Alibaba's Qwen3.7-Max AI model ran autonomously for 35 hours to optimize code for its own custom chip, achieving a 10x speedup
THE DECODER · May 23, 2026
AI Summary
•Qwen3.7-Max, a proprietary model from Alibaba's Qwen team designed for agent-based tasks, ran a fully autonomous kernel optimization for 35 hours straight. Over that period, the model ran 432 kernel tests with 1,158 total tool calls, compiling and revising code to optimize a hardware attention kernel for the T-Head-ZW-M890 accelerator (Alibaba's AI chip), achieving an average 10x speedup over the reference implementation.

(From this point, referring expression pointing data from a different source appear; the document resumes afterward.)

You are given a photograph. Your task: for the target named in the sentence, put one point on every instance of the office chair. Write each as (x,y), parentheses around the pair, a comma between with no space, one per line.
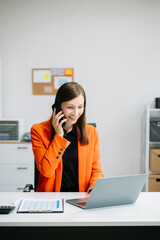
(30,187)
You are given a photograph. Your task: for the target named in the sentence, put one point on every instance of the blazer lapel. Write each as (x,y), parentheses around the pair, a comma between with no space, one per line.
(81,166)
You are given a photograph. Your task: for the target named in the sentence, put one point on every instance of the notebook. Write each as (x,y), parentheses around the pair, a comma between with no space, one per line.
(112,191)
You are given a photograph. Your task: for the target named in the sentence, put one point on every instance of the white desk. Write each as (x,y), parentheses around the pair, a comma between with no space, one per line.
(145,212)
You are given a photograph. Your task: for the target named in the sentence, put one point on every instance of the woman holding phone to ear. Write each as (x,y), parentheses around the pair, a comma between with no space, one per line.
(66,149)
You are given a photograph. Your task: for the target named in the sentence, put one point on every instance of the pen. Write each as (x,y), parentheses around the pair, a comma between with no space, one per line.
(40,211)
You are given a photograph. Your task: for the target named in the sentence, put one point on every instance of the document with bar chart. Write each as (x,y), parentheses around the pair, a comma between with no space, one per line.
(41,206)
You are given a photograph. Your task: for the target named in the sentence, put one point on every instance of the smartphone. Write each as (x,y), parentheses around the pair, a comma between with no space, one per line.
(58,109)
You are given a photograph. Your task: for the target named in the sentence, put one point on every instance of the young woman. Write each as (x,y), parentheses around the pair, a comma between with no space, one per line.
(68,157)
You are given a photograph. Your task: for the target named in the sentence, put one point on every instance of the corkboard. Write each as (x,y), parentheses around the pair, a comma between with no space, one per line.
(46,81)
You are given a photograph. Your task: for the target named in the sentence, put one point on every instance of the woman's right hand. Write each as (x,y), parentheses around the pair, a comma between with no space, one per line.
(56,124)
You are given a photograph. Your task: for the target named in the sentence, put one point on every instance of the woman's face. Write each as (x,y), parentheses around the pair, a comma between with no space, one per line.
(73,109)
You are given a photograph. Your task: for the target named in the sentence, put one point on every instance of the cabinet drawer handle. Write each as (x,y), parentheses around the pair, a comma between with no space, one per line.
(22,168)
(22,147)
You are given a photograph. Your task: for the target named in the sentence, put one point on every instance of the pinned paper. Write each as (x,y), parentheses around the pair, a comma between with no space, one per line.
(42,76)
(46,76)
(68,72)
(58,81)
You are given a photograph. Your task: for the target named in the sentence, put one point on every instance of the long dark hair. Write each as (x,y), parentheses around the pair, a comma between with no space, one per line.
(67,92)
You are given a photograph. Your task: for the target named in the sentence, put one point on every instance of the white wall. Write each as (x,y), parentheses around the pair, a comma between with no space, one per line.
(113,46)
(0,88)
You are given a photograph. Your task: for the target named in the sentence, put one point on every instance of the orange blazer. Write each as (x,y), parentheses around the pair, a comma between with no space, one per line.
(48,156)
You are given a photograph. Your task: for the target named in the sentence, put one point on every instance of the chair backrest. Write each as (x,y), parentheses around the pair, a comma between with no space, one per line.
(36,171)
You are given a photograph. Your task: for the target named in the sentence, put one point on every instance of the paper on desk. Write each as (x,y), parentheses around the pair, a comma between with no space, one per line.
(40,205)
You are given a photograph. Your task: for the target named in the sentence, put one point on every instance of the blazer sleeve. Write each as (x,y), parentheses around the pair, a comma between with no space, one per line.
(47,156)
(96,164)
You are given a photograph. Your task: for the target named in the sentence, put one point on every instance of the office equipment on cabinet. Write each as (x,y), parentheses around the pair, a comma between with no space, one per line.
(11,130)
(152,142)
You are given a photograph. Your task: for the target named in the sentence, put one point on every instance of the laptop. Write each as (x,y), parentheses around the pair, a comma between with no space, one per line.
(111,191)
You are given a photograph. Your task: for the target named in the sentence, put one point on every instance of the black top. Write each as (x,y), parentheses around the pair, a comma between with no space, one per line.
(70,164)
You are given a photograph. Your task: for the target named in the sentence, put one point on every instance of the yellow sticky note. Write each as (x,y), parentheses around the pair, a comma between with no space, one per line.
(68,72)
(46,76)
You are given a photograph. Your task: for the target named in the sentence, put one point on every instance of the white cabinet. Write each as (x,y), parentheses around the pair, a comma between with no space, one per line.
(149,113)
(16,166)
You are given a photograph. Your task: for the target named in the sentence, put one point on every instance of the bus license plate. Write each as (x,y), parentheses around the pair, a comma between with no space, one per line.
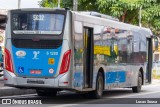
(35,71)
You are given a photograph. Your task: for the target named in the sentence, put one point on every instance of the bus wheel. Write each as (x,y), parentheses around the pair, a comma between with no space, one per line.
(99,87)
(46,93)
(137,89)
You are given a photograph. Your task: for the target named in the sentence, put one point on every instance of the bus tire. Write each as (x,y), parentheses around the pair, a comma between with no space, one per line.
(99,87)
(46,93)
(137,89)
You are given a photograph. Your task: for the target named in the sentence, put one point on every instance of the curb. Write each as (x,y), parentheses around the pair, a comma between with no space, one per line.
(10,91)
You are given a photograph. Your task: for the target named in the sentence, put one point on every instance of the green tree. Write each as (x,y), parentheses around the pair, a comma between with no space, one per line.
(128,11)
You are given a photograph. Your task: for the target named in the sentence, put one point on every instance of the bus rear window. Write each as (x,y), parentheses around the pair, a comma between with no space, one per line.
(38,23)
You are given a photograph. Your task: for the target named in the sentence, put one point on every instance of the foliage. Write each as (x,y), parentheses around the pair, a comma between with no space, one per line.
(126,10)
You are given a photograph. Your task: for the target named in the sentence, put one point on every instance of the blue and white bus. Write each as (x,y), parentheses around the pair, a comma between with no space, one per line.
(57,49)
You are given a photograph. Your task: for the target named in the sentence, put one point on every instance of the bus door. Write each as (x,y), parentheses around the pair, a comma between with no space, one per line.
(149,61)
(88,57)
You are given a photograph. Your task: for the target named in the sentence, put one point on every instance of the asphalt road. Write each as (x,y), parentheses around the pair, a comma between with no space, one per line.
(112,98)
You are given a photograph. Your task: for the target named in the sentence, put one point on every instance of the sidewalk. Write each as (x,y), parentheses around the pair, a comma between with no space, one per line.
(9,91)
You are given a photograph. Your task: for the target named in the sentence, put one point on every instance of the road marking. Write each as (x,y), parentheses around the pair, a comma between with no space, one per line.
(65,105)
(17,96)
(134,94)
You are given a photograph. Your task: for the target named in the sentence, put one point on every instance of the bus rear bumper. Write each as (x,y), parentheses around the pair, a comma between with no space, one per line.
(33,83)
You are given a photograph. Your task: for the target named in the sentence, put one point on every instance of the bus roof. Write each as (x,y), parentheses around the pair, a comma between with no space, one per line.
(111,23)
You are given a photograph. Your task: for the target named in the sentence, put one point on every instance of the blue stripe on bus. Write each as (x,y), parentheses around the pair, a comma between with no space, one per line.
(115,77)
(78,79)
(29,64)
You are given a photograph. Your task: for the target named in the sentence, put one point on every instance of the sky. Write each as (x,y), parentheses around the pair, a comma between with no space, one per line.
(13,4)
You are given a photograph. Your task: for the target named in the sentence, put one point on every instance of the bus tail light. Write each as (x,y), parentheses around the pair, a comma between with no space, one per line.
(8,61)
(65,62)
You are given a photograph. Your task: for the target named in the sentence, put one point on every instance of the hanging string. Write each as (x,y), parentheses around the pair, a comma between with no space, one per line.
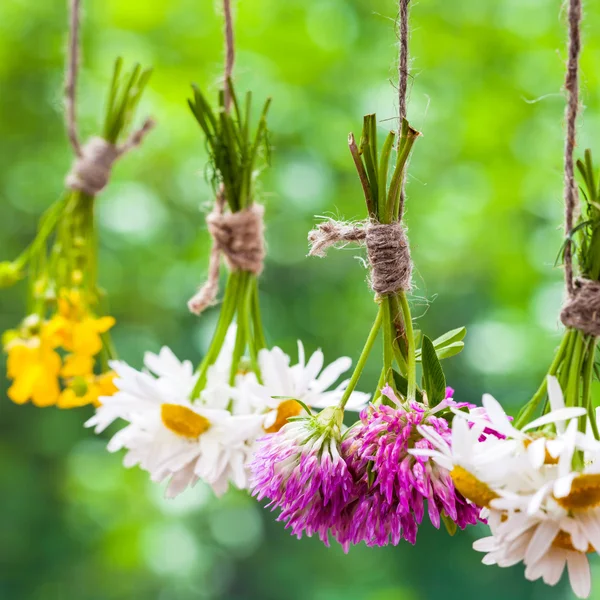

•The model was trained using a three-part split: the task itself, the tool environment, and a validator (a verification system) that can be mixed and matched across different setups. This approach forces the model to learn strategies that work across different agent frameworks—OpenClaw, Claude Code, and Hermes—rather than shortcuts tied to one specific setup.
•On standardized benchmarks, Qwen3.7-Max claims to produce accelerated kernels 96 percent of the time on KernelBench L3, and scores 80.4 on SWE-Verified. In a simulated one-year startup scenario (YC-Bench), the model pulled in $2.08 million in total revenue and wrapped up 237 tasks, compared to its predecessor Qwen3.6-Plus at $1.05 million.